I've noticed in more than a few threads that there seems to be Large Scale railways set up in public parks around the country. Seems like I recall one or two in Texas and one somewhere on the east coast. 
I'm doing a bit of research and I'd like to find out more about these facilities. I'd appreciate any info that you can share: locations, websites, club contacts, etc. 
Thanks in advance..


----------



## Dave F (Jan 2, 2008)

I found some information on the Gauge 1 setup at Zube park near Houston Tx. Is anyone aware of any other setups that are similar?


----------



## Torby (Jan 2, 2008)

Not sure if these qualify, but more than a few "Botanic Garden" type places have train gardens open to the public.


----------



## Dave F (Jan 2, 2008)

Thanks Tom, I'm familiar with the "display" railroads for public viewing (like the CBG, I lived in Chicagoland for 20 years). I'm more interested in the "hands on" type of club roads that are located in public or semi public spaces.. 

The one I have in the back of my head is a club railroad that is primarily use for live steam, is located in a public park and it's up on raised supports and a masonary wall . I think it's on the east coast somewhere, Pennsylvania, New York maybe. Or it could be upper midwest, Iowa or Ohio... I remember seeing some great photos of it, but I can't locate it to save my life.. 

Any help?


----------



## altterrain (Jan 2, 2008)

U.Penn.'s Morris Arboretum in Philadelphia has a Busse designed display - http://www.business-services.upenn.edu/arboretum/eventsgardenrailway.html 

-Brian


----------



## markoles (Jan 2, 2008)

Dave, 

Are you thinking of the PA Live Steamers? They have a pretty big private park that is used only for ride on trains and they have a gauge 1 steam up track. 

http://www.palivesteamers.org/ 

I met up with them once for a public run, and ran my liberty belle live steamer on their track. Of course, that was at the beginning of that locomotive's rebuilding process. (and when I say at the beginning, I mean that's when the trouble started!! five years later, and still its not done!) 
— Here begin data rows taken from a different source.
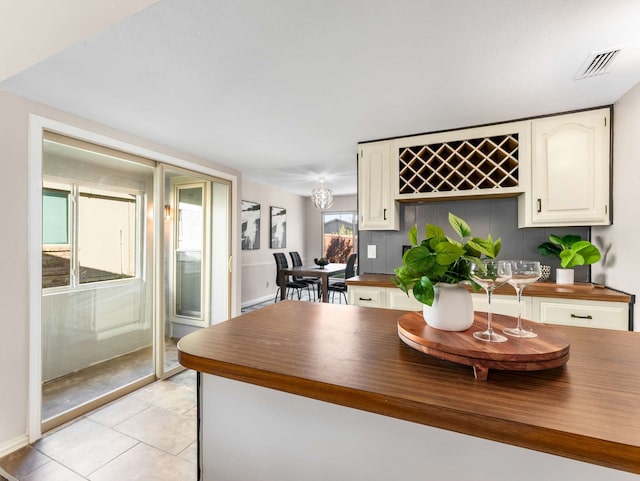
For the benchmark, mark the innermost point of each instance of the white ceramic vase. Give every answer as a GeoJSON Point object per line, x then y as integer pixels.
{"type": "Point", "coordinates": [564, 276]}
{"type": "Point", "coordinates": [452, 308]}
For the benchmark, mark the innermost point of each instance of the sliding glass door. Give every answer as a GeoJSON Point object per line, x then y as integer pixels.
{"type": "Point", "coordinates": [97, 275]}
{"type": "Point", "coordinates": [135, 255]}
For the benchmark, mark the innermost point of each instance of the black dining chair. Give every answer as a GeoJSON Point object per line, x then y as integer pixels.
{"type": "Point", "coordinates": [291, 285]}
{"type": "Point", "coordinates": [296, 261]}
{"type": "Point", "coordinates": [341, 286]}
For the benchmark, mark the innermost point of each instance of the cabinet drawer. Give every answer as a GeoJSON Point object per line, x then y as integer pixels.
{"type": "Point", "coordinates": [367, 296]}
{"type": "Point", "coordinates": [604, 315]}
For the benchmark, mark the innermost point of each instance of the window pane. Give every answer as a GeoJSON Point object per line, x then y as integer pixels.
{"type": "Point", "coordinates": [56, 263]}
{"type": "Point", "coordinates": [339, 235]}
{"type": "Point", "coordinates": [190, 244]}
{"type": "Point", "coordinates": [55, 216]}
{"type": "Point", "coordinates": [106, 237]}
That spot is north and slightly west of Philadelphia. Somewhat off the beaten path (well, the old Reading line next to the park has been converted to a rail trail...) The day I was there, they had train rides for folks, and from the look of it, many happy visitors! If you look at their website, you can find some maps. In their aerial view, the rail trail is on the left! 

Mark


----------



## Dave F (Jan 2, 2008)

I think that's it..Thank you Mark. 

When you say it's a private park, does the club own the property?


----------



## markoles (Jan 2, 2008)

Dave, 

Charles could probably answer better, but I think it is owned by the club. Kind of like a rod and gun club. They do have public events, but usually, it is members only and invited guests. If I lived a little closer, and had the ability, time, and money it takes to build the large ride on trains, I would probably be more involved with that than the G scale!! As it is, I keep myself out of trouble by keeping my distance. We have a friend who lives right down the road from them, so it might not be too long before I get Luke there to ride... 

Mark


----------



## Jim Shutt (Jan 2, 2008)

Dave, 
The San Antonio Garden Railroad Society (SAGRES) operates on weekends at the Texas Transportation Museum on Wetmore Road in San Antonio Texas. We've been open to the public since 1990. 
We also do three weekend train shows during the year and run five small layouts for a month (mid - November/mid- December) a6t the San Antonio Botanical Gardens. Our website is; 

txtransportationmuseum.org 

Jim Shutt 
President


----------



## Dave F (Jan 2, 2008)

Thanks Jim.... More great info..


----------



## afinegan (Jan 2, 2008)

I am getting people together to build a gauge 1 G scale track in South Florida at the north end of tradewinds park. It will be a large 200-300 footer with curves and bends (club president specifically told me he didnt want a boring loop) and also it will be raised off the ground. 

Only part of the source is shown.